Though by and large they’ve become invisible.’
The teenage me kept shtumm, inscrutable
and bush-like again on these matters,
and a softness rose in me thinking of him
failing to make his mark, and all the others
who grew up in those unraked Zen gardens
among the bonsai thorn, the babble
of television on in the daytime;
and if this were a vision, then here it ends
with a man stood shivering at a thousand feet.

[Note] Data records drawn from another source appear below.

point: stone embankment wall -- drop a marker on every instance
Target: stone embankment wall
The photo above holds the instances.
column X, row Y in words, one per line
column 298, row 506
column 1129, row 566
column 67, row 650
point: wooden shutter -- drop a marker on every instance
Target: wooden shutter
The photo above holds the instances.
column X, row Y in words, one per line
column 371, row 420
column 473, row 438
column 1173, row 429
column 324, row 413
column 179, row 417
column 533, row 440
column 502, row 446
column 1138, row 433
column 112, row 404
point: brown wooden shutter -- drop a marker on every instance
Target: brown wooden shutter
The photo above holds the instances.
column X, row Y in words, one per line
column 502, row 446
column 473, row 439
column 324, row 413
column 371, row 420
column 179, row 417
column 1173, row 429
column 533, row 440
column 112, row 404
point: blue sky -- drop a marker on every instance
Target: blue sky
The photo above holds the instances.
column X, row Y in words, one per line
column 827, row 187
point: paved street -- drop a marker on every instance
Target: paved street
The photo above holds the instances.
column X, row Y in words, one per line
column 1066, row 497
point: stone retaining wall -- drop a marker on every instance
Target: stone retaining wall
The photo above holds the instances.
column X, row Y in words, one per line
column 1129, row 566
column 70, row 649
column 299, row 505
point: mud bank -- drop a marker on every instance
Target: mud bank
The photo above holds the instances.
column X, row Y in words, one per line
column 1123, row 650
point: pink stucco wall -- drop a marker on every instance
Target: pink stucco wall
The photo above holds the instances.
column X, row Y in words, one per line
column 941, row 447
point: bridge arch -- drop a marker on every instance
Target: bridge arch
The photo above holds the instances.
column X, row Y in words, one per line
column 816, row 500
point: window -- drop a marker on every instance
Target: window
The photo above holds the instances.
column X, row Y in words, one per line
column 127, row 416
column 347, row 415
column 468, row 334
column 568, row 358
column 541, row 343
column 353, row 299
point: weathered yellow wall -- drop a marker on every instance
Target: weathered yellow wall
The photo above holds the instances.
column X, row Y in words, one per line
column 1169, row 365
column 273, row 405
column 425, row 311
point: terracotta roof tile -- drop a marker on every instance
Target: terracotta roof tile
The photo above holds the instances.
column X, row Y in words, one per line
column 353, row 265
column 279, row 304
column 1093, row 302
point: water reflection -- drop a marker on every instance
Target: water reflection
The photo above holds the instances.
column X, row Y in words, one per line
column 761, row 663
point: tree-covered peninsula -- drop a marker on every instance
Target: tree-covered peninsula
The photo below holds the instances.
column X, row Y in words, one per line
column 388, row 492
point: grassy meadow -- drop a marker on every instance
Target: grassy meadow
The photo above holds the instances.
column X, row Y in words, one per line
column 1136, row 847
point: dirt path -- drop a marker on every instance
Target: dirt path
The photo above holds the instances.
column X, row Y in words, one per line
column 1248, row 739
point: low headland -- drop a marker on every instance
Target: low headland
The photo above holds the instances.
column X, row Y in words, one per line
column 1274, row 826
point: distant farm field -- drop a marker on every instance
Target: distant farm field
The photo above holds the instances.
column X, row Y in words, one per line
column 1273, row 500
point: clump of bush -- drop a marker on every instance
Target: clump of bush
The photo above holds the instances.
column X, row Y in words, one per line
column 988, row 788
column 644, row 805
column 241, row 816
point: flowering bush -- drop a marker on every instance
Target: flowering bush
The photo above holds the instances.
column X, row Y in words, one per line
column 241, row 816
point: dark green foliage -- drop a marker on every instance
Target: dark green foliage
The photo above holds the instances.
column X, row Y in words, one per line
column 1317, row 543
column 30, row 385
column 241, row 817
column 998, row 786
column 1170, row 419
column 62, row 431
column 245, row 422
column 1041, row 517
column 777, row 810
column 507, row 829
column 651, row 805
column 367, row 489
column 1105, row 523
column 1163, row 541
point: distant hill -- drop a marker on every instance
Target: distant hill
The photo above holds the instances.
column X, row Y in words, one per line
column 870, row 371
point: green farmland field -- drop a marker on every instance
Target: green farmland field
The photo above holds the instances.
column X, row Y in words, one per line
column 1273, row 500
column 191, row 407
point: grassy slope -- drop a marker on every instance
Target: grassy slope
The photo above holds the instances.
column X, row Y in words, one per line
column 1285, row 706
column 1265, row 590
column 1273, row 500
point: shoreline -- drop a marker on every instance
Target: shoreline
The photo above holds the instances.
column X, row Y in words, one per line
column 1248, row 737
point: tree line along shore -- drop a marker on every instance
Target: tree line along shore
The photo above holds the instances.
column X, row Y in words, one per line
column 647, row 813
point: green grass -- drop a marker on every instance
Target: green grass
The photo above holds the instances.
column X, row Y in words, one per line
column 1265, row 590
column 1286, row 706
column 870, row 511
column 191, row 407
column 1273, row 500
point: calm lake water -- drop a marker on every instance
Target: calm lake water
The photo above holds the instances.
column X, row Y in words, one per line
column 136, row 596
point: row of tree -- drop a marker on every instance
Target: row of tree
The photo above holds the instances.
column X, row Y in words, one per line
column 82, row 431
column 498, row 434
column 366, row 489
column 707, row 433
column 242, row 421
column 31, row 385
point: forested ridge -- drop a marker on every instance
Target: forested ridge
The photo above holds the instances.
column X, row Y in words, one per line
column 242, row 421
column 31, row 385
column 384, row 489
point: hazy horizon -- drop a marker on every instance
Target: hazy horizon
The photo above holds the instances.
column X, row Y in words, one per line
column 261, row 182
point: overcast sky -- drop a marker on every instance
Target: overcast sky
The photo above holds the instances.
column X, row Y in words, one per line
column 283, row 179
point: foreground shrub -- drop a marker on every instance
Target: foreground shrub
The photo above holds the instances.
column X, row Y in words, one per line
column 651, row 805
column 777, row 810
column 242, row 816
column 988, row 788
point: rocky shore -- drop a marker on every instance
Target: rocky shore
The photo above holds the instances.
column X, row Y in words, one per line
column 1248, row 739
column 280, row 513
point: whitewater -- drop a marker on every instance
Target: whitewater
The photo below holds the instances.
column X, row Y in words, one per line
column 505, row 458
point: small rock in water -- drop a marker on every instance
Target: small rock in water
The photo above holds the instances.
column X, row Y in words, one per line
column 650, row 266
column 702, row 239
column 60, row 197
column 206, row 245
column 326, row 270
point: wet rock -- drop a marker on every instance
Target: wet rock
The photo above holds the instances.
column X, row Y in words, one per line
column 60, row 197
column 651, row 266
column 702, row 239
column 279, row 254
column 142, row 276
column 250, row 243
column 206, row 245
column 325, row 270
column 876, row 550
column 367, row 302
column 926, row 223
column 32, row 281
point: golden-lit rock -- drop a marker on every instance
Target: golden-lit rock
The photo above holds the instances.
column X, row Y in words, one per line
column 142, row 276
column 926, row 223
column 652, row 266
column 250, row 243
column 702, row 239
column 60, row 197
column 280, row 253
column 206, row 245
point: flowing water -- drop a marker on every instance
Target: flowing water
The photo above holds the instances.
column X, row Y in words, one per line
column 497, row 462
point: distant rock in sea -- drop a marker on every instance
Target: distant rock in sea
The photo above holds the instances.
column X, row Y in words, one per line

My speech is still a thorny, north-west stew;
I walk along each public right-of-way
a trespasser; there is no single view
worth taking; rootless man, still clinging on
to some idea of truth, some ideal state
just round the next bend, found out today
he’s bound towards a republic of thorns:
the flag it flies: straining, grey polythene;
its rhyme and scheme, the way it founds a voice;
its bird-life, clinging to an older way;
the way it soldiers on and knows its place.
The wind picked up. And so I left the thorn
abiding there, and dropped onto the green
and soft floor of an easygoing valley,
imagining I could start from scratch again.